I’d kept track of Tom, through a grapevine of sorts. I’d heard that he and Nancy had separated and that Deyning stood empty once more. Davina saw him, and reasonably often, and she’d informed me that he’d recently purchased another prime site in central London. ‘He’s unstoppable!’ she’d exclaimed, her eyes flashing with excitement. And then she told me of his penchant for beautiful women.

‘Oh well, he has the lifestyle, and the money – why not?’ I replied. ‘But it sounds as though he’s become everything I wish to escape from,’ I said, somewhat disingenuously. For of course I had thought of him, and thought of him often.

When I saw him with Venetia in the bar of the Theatre Royal that evening – and I saw them before they saw me – I was shocked. And I thought twice about going over to speak to them.

Venetia and Tom.

I panicked, and Antonio must have seen something in my face.

‘Whatever’s the matter, my darling? Why the frown and look of alarm?’ he asked. And so I told him.

‘There’s an old friend of mine . . . over at the bar, with . . . with my godmother.’

He turned to look. ‘Ah, yes, I see . . . I see. But Venetia, she very much likes the handsome young men.’

‘Actually, he’s not
that
young,’ I said. ‘He’s rather rapidly approaching forty.’

But the irony wasn’t lost on me: there I was, with a man almost old enough to be my father, and there was he, with a woman
definitely
old enough to be his mother.

‘Shall we say hello?’ Antonio asked.

‘Let me take a moment, please, Antonio,’ I said, still not entirely sure whether I wished to step forward and speak to them.

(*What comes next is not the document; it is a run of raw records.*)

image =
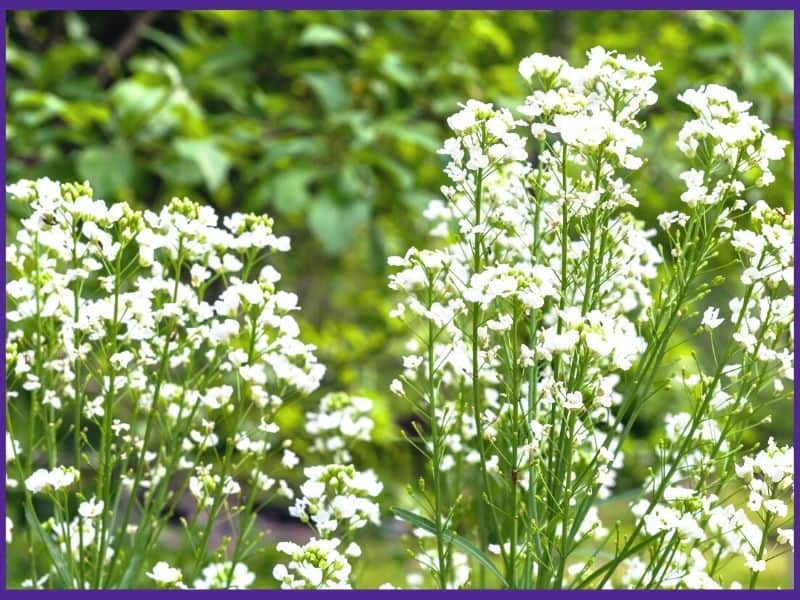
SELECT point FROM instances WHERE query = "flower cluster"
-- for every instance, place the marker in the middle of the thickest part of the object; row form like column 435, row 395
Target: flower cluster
column 543, row 322
column 157, row 349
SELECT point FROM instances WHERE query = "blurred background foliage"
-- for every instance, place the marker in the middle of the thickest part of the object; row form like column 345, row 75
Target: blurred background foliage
column 329, row 121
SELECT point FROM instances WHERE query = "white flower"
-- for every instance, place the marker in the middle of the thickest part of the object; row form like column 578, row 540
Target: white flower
column 164, row 574
column 91, row 509
column 711, row 319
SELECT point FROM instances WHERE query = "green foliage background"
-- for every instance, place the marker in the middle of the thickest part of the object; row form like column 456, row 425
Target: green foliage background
column 330, row 121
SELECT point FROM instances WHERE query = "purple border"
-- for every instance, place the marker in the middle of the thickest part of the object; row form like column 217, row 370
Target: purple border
column 411, row 5
column 405, row 5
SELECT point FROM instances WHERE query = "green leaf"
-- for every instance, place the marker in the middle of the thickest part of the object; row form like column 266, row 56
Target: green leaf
column 207, row 156
column 330, row 90
column 288, row 191
column 109, row 168
column 56, row 556
column 334, row 225
column 319, row 34
column 461, row 542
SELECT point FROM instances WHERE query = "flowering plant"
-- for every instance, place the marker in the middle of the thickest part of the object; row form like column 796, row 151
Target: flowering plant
column 546, row 321
column 147, row 360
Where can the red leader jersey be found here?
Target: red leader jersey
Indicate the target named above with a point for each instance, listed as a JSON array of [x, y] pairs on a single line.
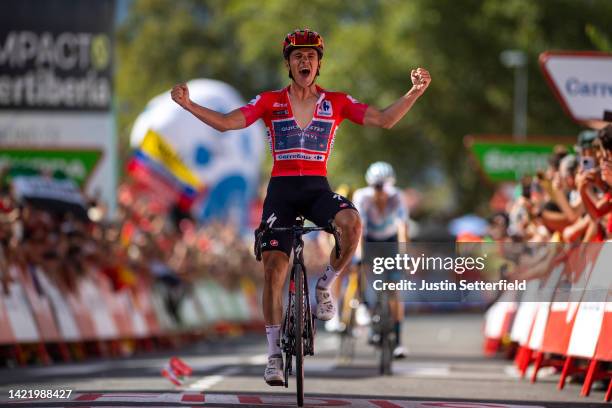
[[297, 151]]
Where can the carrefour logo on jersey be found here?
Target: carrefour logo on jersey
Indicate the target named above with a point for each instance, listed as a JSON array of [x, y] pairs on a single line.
[[325, 108]]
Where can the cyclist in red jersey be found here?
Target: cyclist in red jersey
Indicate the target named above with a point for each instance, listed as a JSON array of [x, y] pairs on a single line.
[[301, 122]]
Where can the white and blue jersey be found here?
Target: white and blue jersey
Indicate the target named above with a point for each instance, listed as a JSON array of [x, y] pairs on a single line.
[[377, 225]]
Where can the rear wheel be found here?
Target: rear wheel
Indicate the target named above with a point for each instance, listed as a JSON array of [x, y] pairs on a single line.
[[387, 337], [299, 333]]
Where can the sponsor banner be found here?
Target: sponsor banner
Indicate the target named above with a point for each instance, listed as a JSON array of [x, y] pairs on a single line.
[[474, 273], [501, 159], [76, 164], [57, 58], [581, 81], [56, 195], [56, 89]]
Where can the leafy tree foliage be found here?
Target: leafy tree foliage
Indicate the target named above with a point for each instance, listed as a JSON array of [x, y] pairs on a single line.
[[371, 46]]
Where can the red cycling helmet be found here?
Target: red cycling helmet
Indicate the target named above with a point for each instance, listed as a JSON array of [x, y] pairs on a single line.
[[303, 38]]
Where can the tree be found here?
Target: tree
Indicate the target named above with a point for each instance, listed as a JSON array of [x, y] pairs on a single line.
[[370, 49]]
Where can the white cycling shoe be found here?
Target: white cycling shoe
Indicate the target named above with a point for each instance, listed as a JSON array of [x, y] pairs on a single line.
[[273, 374], [400, 352], [326, 307]]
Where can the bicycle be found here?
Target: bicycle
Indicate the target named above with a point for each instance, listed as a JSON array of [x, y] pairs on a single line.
[[353, 298], [383, 331], [297, 329]]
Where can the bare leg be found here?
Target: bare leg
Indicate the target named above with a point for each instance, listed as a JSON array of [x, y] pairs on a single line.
[[276, 264]]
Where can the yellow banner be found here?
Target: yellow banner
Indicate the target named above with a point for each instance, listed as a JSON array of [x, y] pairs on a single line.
[[154, 146]]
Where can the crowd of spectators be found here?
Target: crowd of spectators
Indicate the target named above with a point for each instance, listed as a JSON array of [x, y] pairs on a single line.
[[568, 202], [135, 246]]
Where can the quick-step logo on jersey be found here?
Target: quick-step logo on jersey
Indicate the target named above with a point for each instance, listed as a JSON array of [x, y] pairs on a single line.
[[289, 136], [325, 109], [271, 219]]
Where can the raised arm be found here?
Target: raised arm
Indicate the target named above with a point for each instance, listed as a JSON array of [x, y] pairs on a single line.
[[220, 121], [389, 116]]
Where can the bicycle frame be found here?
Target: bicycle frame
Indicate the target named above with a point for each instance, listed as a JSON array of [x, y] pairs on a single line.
[[298, 324]]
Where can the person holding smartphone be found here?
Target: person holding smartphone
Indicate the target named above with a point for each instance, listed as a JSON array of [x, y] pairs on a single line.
[[597, 208]]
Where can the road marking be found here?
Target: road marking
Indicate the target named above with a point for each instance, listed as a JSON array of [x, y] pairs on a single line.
[[210, 380], [258, 359], [267, 400]]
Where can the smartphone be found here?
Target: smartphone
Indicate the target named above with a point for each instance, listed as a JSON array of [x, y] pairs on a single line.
[[587, 163]]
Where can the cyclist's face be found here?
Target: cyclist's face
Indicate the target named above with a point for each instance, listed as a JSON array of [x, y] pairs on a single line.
[[304, 64]]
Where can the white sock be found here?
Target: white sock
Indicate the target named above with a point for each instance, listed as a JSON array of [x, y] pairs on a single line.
[[329, 276], [273, 335]]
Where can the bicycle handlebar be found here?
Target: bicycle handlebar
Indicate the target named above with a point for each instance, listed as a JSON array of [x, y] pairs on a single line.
[[300, 230]]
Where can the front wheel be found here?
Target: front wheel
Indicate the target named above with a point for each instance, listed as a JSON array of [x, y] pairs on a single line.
[[299, 333]]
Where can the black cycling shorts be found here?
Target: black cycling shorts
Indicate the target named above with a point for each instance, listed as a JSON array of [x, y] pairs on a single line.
[[291, 196]]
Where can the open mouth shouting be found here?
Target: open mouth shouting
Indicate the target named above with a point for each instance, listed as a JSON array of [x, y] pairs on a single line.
[[304, 72]]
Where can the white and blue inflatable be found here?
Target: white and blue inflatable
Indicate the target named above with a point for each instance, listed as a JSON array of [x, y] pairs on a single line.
[[227, 163]]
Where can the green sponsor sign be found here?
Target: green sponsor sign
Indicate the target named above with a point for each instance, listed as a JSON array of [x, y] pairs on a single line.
[[72, 163], [503, 160]]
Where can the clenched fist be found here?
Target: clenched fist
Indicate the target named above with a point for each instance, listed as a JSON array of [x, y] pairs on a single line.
[[180, 95], [420, 79]]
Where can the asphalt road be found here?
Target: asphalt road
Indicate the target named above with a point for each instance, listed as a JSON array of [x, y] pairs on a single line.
[[445, 368]]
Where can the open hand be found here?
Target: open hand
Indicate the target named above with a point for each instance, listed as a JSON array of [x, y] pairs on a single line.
[[180, 95], [420, 79]]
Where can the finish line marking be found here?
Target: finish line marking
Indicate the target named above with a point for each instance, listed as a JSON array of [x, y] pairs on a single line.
[[189, 398]]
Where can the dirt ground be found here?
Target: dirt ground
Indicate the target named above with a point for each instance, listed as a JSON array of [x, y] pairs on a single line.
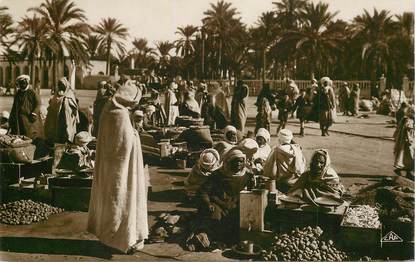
[[360, 150]]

As I deliberated, I watched him. I noticed his skin was tanned,
and he had that unmistakable air of success about him. He wore an impeccably cut dark suit, a white shirt and a dark blue tie. And as he moved a bronzed hand through the air, the glinting gold of his wristwatch caught my eye. He looked like a rich playboy, I thought, freshly arrived back from the Riviera. And Venetia appeared spellbound.

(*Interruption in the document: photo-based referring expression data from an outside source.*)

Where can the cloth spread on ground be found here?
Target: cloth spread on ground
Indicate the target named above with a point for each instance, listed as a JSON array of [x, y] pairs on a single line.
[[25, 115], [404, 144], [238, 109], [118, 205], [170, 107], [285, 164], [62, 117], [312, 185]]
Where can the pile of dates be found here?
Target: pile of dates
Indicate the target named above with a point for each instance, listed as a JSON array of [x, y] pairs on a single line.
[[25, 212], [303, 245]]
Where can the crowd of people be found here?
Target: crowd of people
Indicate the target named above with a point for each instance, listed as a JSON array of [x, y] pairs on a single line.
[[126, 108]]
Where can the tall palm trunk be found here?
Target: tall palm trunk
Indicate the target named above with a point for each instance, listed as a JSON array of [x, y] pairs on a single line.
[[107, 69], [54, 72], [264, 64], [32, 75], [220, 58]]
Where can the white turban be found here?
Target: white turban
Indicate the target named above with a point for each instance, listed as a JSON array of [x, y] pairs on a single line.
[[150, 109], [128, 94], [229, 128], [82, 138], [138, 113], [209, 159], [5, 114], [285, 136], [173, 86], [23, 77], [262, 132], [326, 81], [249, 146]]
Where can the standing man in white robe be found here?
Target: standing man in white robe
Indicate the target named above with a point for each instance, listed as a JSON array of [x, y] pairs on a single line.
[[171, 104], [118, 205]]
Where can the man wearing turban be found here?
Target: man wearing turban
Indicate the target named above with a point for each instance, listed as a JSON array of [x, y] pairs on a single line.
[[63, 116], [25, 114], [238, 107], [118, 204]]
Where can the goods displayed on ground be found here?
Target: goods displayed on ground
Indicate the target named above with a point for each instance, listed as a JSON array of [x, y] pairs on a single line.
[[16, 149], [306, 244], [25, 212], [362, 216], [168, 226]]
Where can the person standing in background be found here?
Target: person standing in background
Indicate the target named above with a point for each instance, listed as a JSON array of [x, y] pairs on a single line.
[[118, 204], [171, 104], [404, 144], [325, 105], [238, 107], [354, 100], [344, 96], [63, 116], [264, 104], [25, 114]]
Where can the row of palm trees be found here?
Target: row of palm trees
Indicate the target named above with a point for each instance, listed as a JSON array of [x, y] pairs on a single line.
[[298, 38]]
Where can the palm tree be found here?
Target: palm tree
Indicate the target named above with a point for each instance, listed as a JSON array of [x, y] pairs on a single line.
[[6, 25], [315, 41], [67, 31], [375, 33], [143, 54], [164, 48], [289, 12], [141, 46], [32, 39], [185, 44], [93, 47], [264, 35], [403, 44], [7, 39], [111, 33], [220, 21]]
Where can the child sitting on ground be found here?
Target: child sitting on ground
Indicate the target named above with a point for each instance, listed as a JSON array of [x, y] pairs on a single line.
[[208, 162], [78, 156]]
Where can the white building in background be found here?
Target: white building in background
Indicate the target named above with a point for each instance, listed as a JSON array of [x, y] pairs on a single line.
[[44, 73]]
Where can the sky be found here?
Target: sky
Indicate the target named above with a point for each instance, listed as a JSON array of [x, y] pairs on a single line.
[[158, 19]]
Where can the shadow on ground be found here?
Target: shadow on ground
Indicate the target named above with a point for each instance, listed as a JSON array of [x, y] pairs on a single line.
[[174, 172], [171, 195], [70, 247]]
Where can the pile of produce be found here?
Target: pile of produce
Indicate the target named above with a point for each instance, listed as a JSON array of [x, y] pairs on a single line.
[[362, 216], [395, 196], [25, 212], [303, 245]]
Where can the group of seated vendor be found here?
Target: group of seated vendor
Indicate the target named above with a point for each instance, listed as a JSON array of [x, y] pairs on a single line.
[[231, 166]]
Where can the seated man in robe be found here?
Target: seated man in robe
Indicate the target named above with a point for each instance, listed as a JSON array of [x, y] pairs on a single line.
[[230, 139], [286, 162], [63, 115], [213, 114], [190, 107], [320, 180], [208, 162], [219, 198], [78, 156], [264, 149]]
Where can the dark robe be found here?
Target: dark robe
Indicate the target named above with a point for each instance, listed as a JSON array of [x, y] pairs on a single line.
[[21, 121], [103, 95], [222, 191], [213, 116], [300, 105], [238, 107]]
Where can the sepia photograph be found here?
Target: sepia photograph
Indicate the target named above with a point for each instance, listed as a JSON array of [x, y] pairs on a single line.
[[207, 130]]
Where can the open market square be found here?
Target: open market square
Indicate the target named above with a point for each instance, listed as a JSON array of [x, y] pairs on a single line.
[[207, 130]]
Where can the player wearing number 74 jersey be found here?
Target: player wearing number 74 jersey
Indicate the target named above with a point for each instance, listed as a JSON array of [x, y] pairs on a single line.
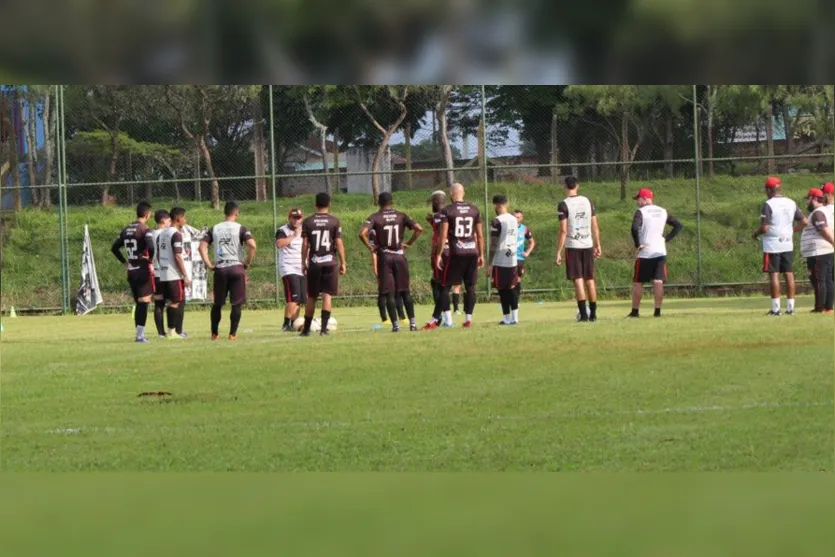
[[321, 243]]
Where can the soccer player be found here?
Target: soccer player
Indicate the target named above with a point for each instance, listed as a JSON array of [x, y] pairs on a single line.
[[816, 245], [229, 239], [322, 242], [777, 216], [389, 228], [138, 242], [524, 236], [461, 225], [580, 237], [648, 234], [503, 246], [172, 271], [288, 242], [438, 202], [163, 220]]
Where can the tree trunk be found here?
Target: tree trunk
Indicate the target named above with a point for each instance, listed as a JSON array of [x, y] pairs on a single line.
[[555, 150], [624, 154], [769, 136], [259, 150], [207, 156], [669, 167], [440, 111]]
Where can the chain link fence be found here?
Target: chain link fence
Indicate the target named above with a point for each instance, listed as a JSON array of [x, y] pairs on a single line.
[[76, 155]]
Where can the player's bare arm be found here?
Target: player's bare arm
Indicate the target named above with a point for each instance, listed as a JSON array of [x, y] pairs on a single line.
[[204, 254], [340, 249], [561, 240]]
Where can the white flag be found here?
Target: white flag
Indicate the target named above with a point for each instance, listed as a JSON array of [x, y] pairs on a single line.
[[89, 294], [196, 270]]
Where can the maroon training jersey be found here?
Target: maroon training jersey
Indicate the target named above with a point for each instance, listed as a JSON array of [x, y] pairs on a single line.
[[463, 219], [389, 227], [138, 241], [321, 232]]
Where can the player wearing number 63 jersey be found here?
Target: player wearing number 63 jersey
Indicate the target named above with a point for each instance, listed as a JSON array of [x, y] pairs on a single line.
[[138, 242], [389, 227], [461, 224], [321, 243]]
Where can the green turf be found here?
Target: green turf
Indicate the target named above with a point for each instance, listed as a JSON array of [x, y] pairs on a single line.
[[713, 385], [730, 211]]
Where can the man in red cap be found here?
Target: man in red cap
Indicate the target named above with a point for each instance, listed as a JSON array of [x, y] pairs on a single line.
[[288, 242], [777, 219], [648, 234], [817, 245]]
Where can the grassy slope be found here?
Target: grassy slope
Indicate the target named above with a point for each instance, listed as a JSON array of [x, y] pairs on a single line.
[[31, 274], [712, 386]]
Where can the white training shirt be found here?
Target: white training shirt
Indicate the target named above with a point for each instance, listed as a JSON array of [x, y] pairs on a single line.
[[505, 227], [651, 235]]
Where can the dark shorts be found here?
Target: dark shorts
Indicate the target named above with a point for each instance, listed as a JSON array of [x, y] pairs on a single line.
[[230, 281], [778, 262], [172, 290], [295, 289], [504, 278], [393, 273], [460, 269], [142, 283], [322, 280], [579, 264], [649, 270]]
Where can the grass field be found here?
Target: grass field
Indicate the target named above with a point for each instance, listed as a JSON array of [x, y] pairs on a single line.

He stood with his back half towards me, and I could easily have slipped away; they need never have known I’d been there, standing feet away from them in the crowded bar that night. But I couldn’t do it. I had to go and speak to them. I wanted to know more. And that night, like most other nights, it was impossible to miss Venetia. She wore a long red kimono, and a vividly coloured scarf wrapped around her head and fastened in place by an enormous diamond butterfly brooch. The Japanese look, I thought, watching her. She seemed to move quite swiftly from continent to continent, in terms of fashion, and was always caught under the spell of some opera. Her husband, Hughie, had not long been dead, but she abhorred black, said it added ten years at least to a woman’s face, and she hated the rituals of mourning. The very worst of Englishness, she said:
so passé, and so horribly Victorian!